Geathers admitted that he's talked to others in the locker room about how the playoffs kept eluding those teams and they finally concluded, "It's hard to put a hand on it."

But at the ripe old age of 28, Geathers thinks this Bengals team has what those teams didn't. An NFL locker room is the only place on earth where a 28-year-old is routinely referred to as "Old Man," and yet Geathers understands.

"Chemistry has a lot to do with it," he said. "It's like the leadership we have. It's under the radar with guys like Whit. The young guys are going to follow us. We come in, go to work, put last week behind us and only think about the next week. That's important and that's the way this locker room is.

"It's not like guys are worried about how many catches they're getting or anything like that."

Whitworth agrees. The team never recovered from losing that one in Denver or the next week in the finale when it missed a last-second field goal before losing in overtime to Pittsburgh, and it carried over to the '07 hangover of 7-9.

"Any time you think you're good and you're not mature enough when you get your teeth kicked in … I don't think that team (handled it)," Whitworth said. "We got mad, but we didn't know how to make it go our way and we couldn't."

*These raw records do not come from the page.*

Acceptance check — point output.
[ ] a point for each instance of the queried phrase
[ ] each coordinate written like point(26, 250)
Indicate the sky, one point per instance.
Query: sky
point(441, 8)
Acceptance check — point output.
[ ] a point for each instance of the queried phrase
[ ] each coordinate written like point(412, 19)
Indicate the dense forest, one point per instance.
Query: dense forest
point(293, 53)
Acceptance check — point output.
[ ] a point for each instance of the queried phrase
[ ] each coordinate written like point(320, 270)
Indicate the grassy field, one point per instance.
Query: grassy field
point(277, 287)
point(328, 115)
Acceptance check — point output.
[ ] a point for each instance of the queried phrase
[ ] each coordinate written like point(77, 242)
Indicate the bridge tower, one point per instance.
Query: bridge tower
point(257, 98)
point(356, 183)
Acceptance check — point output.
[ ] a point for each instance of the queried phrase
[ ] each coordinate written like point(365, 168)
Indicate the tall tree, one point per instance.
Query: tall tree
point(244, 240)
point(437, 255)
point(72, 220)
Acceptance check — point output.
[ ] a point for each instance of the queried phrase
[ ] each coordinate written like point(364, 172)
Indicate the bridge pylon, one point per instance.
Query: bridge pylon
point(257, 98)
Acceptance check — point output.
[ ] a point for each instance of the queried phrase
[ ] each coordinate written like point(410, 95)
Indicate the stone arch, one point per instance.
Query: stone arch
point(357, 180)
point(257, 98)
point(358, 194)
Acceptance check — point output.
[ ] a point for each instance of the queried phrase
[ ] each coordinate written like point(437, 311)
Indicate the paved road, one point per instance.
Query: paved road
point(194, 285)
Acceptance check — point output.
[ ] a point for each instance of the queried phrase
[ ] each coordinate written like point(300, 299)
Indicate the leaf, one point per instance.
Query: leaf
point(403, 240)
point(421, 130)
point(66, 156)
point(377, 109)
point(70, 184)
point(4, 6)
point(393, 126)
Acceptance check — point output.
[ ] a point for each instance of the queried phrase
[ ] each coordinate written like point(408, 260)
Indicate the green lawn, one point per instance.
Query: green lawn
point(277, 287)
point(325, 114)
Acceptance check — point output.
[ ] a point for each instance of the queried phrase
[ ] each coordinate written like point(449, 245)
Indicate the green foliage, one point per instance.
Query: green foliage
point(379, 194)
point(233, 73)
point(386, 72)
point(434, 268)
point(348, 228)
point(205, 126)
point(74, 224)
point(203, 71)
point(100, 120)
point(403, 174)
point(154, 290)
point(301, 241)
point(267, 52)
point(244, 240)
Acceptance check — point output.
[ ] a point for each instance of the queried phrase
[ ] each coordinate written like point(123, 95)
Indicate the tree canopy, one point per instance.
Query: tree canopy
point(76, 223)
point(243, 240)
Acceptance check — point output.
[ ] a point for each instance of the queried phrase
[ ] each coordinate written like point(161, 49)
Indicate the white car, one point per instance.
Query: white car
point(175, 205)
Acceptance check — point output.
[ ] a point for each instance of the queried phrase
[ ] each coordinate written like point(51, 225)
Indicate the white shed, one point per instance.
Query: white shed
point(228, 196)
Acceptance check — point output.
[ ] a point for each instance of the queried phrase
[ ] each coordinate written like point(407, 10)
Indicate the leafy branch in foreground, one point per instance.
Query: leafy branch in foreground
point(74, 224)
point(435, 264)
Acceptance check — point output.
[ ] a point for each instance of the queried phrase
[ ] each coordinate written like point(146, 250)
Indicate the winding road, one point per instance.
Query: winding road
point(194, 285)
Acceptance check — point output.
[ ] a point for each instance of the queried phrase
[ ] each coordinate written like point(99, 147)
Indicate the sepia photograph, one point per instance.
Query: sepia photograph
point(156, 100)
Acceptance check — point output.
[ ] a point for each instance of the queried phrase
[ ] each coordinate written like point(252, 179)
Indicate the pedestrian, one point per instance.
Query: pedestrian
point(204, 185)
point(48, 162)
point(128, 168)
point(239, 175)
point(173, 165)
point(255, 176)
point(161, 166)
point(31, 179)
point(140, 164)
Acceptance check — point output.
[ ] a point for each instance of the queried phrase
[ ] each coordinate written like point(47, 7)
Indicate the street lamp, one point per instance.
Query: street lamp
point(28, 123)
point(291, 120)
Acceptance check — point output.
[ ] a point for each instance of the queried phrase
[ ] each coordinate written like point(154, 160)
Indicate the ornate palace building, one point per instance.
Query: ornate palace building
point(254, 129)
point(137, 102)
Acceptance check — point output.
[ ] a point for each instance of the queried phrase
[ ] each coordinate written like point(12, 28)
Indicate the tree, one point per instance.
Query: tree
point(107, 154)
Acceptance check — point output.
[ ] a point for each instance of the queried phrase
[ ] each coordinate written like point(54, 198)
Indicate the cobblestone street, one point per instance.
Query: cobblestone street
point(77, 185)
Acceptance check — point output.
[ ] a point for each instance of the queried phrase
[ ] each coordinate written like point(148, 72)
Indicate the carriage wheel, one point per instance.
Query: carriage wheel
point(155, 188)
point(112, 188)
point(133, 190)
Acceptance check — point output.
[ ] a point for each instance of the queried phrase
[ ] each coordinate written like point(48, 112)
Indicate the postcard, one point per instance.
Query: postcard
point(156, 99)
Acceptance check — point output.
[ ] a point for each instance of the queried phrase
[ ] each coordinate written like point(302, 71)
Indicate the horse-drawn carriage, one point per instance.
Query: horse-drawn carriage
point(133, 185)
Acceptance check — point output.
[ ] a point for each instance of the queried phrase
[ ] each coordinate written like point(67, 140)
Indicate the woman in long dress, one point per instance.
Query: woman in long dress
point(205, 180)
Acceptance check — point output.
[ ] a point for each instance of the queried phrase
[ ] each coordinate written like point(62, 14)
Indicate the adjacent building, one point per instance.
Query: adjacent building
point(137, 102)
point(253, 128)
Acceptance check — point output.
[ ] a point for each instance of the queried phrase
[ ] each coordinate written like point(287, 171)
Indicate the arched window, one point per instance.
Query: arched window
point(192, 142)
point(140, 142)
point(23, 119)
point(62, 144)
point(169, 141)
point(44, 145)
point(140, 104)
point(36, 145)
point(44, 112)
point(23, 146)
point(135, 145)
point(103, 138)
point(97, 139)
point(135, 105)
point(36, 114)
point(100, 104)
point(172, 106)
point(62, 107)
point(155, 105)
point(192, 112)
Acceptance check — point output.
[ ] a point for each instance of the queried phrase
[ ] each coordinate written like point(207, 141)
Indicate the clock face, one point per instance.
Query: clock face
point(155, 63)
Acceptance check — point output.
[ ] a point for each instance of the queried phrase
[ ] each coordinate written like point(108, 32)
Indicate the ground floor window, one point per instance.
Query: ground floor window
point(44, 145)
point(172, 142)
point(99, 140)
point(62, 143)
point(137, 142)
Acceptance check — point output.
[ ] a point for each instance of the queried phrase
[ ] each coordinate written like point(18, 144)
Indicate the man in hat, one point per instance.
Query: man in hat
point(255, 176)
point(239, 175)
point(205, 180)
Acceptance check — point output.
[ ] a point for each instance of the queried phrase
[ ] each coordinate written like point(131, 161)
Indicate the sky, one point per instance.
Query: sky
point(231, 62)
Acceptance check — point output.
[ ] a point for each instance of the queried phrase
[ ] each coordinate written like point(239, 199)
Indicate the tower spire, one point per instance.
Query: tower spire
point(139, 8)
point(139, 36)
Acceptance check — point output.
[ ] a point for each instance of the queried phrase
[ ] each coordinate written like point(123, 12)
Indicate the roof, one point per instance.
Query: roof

It's not lost on Whitworth that the game he and his teammates played last Sunday in Cleveland was just the opposite of that Denver game in '06. There wasn't a motion penalty that wiped out a touchdown, a fourth-quarter fumble inside the 40 on what would have been the winning drive, or an end-zone interception early in the game.

Instead, the young Bengals didn't commit a turnover and only had three penalties in a building that may not be as hostile as Mile High but can be plenty loud, too.

Whitworth thinks that reflects the kind of guys they have, too.

"Let's be real," Whitworth said. "It was a zoo at times in this place."

But on Wednesday he talked about how these Bengals are taming those old ways.

"Really what we are trying to do is be a football team that is going to execute, not make mistakes, play physical, nasty fast-style football; that's really going to be our style this year," he said. "We want to make as little mistakes as possible and make people pay every time they get in our way. That's the way we want to go about it this year and that's what we are trying to get all these guys to understand the style of this team is going to be.

"We realized now that we are a physical football team if we can go out and execute the way we want to execute and just be able to play fast and physical and not have any penalties and such we can be a really good football team. I think these young guys have fallen right in line."

Now the Bengals are hoping the new roster can get a different result in the place it all went awry.

"I like what's going on here," said Geathers, not sounding old at all.